I am a wet plate collodion photographer in Bismarck, North Dakota. I have been practicing the historic process for a little over seven years and have made over 3400 black glass ambrotypes in that time. I never owned a camera before 2012.

I saw a wet plate image online, and I was immediately drawn to the process and have been chasing it ever since. Frederick Scott Archer invented the historic wet plate process in 1848.

Each and every day, the world is filled with millions and millions of cellphone digital photographs that have no value, character, significance, or physical form.

That is not the case with a wet plate. The wet plate process is magical, and the end result is tangible and precious.

Digital photography of today relies on technology. Wet plate photography relies on 160-year-old chemistry, a bit of magic, and some luck.

I think it is very important that, as technology moves forward, we embrace and continue to celebrate and not forget important processes from the past. Wet plate photography is one of those processes.

I am very proud to be one of four people pouring wet plates in the state of North Dakota at this time. Every time I show someone the wet plate process, they are absolutely amazed regarding the ability to get a photograph using some chemicals and pieces of glass that I cut by hand.

It is my goal to capture as many people as I can in this process. Friends, family, loved ones, or complete strangers, it does not matter. I want to share with as many people as possible this beloved process that dates back to 1848.

Wet plate photography was such an important medium for expression in the past and I want it to continue to be today. It has been said that, “you do not take a wet plate photograph, it is given to you” and this is so very true.

I have over 500 of my works curated in 20 archives around the globe. I have a plate of Evander Holyfield at the Portrait Gallery at the Smithsonian and my recent plate, “Standing for Us All” of Greta Thunberg, was just accepted into the Library of Congress in Washington, D.C.

The State Historical Society of North Dakota is curating my series “Northern Plains Native Americans: A Modern Wet Plate Perspective.”

My main gear is my 8×10” large format studio camera by Alessandro Gibellini from Italy (I call the camera Red Molly). In fact, I have just received Red Molly II as a backup from my friend in Italy.

I have different size inserts for the plate holders, but all my serious work is shot in the 8×10” format. I love this larger size format because the glass has a weight and a presence to it that you do not get with small plates.

I only shoot on black glass.
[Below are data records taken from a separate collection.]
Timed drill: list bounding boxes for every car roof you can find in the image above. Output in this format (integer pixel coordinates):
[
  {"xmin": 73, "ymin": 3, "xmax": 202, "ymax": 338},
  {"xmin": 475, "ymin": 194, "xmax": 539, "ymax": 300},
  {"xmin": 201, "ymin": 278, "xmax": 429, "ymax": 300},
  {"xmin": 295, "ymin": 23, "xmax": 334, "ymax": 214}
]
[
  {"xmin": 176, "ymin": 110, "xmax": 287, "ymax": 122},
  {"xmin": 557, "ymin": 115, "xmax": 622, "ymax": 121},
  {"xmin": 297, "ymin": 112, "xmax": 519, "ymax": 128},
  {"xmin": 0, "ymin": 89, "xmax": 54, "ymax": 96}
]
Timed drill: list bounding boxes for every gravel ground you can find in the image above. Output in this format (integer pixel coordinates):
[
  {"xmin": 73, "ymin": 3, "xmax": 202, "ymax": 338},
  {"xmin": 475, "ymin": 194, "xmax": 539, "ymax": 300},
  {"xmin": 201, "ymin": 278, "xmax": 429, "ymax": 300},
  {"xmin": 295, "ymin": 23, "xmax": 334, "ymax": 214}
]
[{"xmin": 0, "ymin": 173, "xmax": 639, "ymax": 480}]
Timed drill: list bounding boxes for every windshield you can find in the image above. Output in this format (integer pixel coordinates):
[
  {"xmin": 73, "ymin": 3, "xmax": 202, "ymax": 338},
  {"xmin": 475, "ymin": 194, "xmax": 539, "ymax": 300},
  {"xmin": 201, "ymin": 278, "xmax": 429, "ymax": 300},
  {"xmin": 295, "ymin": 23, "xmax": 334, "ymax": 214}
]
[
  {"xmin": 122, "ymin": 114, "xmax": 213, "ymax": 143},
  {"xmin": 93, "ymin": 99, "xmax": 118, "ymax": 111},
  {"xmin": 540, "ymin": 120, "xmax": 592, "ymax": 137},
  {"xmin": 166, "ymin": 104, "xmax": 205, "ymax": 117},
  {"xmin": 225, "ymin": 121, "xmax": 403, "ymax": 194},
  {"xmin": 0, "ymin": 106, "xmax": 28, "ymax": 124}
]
There is something romantic about the darkness of the glass and the weight of the glass.

I almost exclusively use a Carl Zeiss Tessar 300mm f/4.5 lens. I own all the sizes, but for me, this size works great for my portraits.

I have to shoot wide open in my natural-light studio and the exposure time with Northern light is usually around 10 seconds. I have an affinity to the sharpness and clarity that this more modern lens brings to the process and my work.

I do not have a shutter on my camera. I manually remove and replace the lens cap with every exposure.

I built the largest natural light wet plate studio, in the states, in over 100 years. I do everything I can to use the light from the sun.

Depending on what time of the year it is, I sometimes have to bolster the natural light with continuous fluorescent bulbs. That is something I try to avoid. As I always say, “Natural light is king.”

I do not use bags or straps with my camera. My camera is able to be folded up for travel, if I wish.

I have a vintage Fatif, made in Italy, large studio tripod that I use for my creative work in the studio. It gives me amazing flexibility and control over the angle of the shot.

I use Lightroom as my only software package that I own. It allows me to crop and fix the brightness and tones of the scanned plate. I always try to get the scans as close as I can to the original plate, which can be very difficult.

I never consider scans of my plates my work; my work only exists in silver on glass.